Over the last two weeks, our faith family has been affected by fire. Early in the hours of Saturday morning, December 5, alarms rang out in the East Village of Manhattan. The 128-year-old building of Middle Collegiate Church was ablaze. As nearly 200 firefighters from across the city worked to put out the flames, one of the oldest congregations knew it would never see its beloved building restored. The Gothic-style sanctuary, with wood-paneled ceiling supported by three Howe trusses and five pairs of Gothic spandrels, was gone. Also destroyed were the iconic collection of stained-glass windows designed by the Tiffany Glass and Decorating Company. Designed from 19th-century paintings, Middle Church had used a darkening film behind images of Jesus, so his complexion better represented his region’s people. Convergence Board member and trusted thought partner, Rev. Dr. Jacqui Lewis, said in a statement, “we are devastated and crushed that our beloved physical sanctuary at Middle Collegiate Church has burned. And yet no fire can stop Revolutionary Love.”
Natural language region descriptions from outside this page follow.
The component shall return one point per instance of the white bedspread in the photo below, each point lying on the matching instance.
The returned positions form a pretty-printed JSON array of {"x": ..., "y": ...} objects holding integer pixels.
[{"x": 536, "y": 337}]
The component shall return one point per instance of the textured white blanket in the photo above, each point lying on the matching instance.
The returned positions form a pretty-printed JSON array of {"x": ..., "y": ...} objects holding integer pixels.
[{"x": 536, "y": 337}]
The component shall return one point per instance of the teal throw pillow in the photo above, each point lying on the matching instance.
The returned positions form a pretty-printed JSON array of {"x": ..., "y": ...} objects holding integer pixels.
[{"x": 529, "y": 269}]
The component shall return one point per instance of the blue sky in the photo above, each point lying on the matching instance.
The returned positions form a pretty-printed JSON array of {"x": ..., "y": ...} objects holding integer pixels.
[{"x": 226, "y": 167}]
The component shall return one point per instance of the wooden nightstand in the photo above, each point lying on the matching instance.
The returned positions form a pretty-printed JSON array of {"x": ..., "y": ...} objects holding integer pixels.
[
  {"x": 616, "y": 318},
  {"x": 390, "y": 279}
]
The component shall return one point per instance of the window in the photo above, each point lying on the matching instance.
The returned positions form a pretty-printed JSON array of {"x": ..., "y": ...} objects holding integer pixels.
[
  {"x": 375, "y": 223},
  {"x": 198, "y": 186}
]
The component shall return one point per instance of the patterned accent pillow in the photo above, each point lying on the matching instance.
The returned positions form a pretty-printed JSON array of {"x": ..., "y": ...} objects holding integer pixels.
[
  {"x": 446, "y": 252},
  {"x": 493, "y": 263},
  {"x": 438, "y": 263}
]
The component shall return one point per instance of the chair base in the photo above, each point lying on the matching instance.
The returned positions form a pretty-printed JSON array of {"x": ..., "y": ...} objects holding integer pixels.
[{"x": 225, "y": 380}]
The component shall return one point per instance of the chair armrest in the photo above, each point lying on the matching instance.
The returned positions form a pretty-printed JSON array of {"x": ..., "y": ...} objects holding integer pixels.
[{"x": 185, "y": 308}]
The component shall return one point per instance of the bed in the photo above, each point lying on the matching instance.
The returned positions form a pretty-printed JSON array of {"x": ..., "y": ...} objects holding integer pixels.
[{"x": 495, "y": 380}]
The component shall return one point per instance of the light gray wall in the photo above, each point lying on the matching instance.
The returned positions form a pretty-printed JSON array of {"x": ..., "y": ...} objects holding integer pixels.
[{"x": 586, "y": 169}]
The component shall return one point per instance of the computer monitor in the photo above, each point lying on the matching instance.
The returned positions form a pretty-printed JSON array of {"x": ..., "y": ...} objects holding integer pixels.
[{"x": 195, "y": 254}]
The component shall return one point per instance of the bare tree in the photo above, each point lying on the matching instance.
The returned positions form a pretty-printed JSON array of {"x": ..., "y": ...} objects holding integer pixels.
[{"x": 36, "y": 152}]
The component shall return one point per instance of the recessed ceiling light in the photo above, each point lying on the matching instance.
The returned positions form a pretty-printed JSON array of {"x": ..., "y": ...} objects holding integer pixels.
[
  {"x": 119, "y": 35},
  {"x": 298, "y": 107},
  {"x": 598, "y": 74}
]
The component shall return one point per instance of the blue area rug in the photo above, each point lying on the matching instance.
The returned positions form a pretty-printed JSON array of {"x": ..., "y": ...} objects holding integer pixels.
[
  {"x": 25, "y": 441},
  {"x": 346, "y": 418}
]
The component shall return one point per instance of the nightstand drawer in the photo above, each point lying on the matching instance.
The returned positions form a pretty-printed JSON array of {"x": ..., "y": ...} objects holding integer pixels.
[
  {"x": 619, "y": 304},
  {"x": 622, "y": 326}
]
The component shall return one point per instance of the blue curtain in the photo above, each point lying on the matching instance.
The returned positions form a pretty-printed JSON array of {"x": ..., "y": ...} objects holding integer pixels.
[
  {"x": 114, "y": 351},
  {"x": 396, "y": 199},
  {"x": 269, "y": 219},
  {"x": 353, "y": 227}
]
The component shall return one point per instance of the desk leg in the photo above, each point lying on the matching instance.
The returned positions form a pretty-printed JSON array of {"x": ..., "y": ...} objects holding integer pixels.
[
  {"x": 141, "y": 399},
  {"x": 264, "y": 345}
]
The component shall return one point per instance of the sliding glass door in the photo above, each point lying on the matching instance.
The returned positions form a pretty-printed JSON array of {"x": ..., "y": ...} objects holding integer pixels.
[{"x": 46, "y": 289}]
This past Saturday night, two historically black congregations in the nation’s capital had their Black Lives Matters banners torn from their buildings and set on fire. The hate crime was perpetrated against Asbury Methodist Church and Metropolitan AME Church by people in D.C. taking part in a pro-Trump protest. Members of the Proud Boys and other groups burned these banners as they changed hate-filled rhetoric. Rev. William H. Lamar IV, the pastor of the Metropolitan AME, said in a Washington Post op-ed, “as a preacher, I view what happened in the yard of our church as a showdown between the God of the universe, the God of all people, the God incarnate in Jesus Christ, and the god of white supremacy. One God is for all. The other god is for some. One God has chosen humanity. The other god has chosen whiteness, imperialism and human subjugation.”
Convergence stands in solidarity and holy defiance with the people at Middle Church, Asbury Methodist Church and Metropolitan AME Church. We rejoice as we support you in rebuilding, reprinting, rehanging and recharging. We are defiant in the face of white supremacy. We celebrate the recreation of sanctuary in forms only dreams once held.
“God of all people” versus a “god of white supremacy.”
Flames that provide warmth versus fire that destroys the beautiful and important.
God that dances in the flames, livening them with Her energy.
Hell and brimstone that overshadow “on earth, as it is in Heaven.”
God that sees and embraces us in our loss.
Fire that causes the loss while encouraging a rise from ashes.
God that asks us to see the miracle of Advent in the nonbinary, the indigenous, the disabled, the pagan.
Fire that alights conviction in each of us to squash systemic injustice.
God that accompanies us in the waiting of season.
Fire that mesmerizes us as we look to the womb.